Accept what you can’t change. Debt servitude is a form of modern serfdom. At the apex of the human food chain, financial elites are the cow farmers. The well-sought-after Holstein Cow provides the farmer with a voluminous source of milk. The Federal Reserve prized Holstein Cow is the Federal Government paying 729 billion dollars in interest payments per year. State Capitalism, the latter word, implies private ownership. Homeownership, the dream of many to break away from their shackles of slaving on the feudal lord’s private land, is appealing.
Modern serfdom, remote working on a mortgaged property, with today’s shackle being debt?
But the big difference today is that when that mortgage is paid, the title deeds are yours, with you becoming the landlord, free.
State Capitalism loves debt. Governments, left and right of the political spectrum, will spend to buy votes, and people would rather own their property than spend their hard-earned income on rent.
Financially savvy millennials know they need to get on the property ladder as soon as possible
The long-term trajectory of residential properties will be higher because those benefiting the most from higher property prices are at the top of the human food chain.
Financially savvy millennials know that investing will be vital to building a deposit to purchase a home.
The higher the reward, the higher the risk.
So young investors need to be ultra cautious with their hard-earned savings. The world’s reserve currency is USD, and in times of war and financial woes, the king dollar outperforms.

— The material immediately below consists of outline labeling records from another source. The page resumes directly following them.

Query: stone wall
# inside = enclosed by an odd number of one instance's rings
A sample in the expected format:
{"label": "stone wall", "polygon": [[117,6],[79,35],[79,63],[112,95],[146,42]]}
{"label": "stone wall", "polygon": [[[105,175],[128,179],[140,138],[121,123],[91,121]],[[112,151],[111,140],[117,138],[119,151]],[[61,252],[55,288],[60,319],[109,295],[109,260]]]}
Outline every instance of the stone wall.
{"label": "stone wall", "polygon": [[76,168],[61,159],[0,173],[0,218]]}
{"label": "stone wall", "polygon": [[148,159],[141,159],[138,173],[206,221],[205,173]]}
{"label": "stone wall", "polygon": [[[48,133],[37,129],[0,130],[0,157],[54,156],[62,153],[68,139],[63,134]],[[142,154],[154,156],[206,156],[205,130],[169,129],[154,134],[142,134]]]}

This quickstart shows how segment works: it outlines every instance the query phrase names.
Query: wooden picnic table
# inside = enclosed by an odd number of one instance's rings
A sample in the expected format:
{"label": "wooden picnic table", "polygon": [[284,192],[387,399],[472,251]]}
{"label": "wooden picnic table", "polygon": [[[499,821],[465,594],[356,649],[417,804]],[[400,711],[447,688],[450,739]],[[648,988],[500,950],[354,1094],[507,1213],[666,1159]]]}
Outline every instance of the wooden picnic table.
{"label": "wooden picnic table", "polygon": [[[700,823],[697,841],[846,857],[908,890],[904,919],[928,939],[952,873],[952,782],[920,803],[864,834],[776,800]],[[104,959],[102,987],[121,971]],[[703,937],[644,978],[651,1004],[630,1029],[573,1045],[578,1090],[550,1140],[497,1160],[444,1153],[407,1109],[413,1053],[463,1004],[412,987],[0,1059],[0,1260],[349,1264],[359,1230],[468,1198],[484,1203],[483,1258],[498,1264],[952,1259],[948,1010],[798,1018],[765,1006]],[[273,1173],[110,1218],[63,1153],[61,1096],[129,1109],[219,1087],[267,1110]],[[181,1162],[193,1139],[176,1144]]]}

Here is my list of the safest investments to protect your savings against inflation;
1) US short-term government bonds: Treasury bills (T-bills): T-bills maturities of four, 13, 26 or 52 weeks
Some of the most popular short-term government bond ETFs include:
- iShares 1-3 Year Treasury Bond ETF (SHY)
- Vanguard Short-Term Treasury ETF (VGSH)
- SPDR Portfolio Short-Term Treasury ETF (SPTS)
- Schwab Short-Term US Treasury ETF (SCHO)
- iShares Agency Bond ETF (AGZ)
2) Insured USD cash deposit at the bank with savings rates to compensate for inflation.Check the credit rating of your Bank.
3) Precious metals. Gold and silver, with the latter being more volatile. But if you are in a warzone, moving across the border with precious metals could add to the danger.
4) Currencies to hold USD, in times of trouble, people accept USD as tender.
Greek sovereign debt crisis, US dollars were circulating, and people were paying a premium for dollars.
CHF Swiss Franc holds its value well in wartime.
5) Higher returns, higher risk cryptos. But it is too volatile to put all your hard-earned savings into. Moreover, any threat to fiat currency will most likely be dealt with. Looking under the cryptocurrency bonnet, I prefer cryptos where the blockchain network has utility for high-value transactions, has built in scarcity, and is not in competition with fiat currency.
6) NASDAQ, the world’s technology park, could be another good long-term speculative play, particularly when the Fed starts cutting interest rates.
These are volatile growth stocks, and it is better to manage the risk by buying one of the 12 best NASDAQ ETFs.
Financially savvy millennials select regulated brokers, SEC-regulated in the US and FCA in the UK.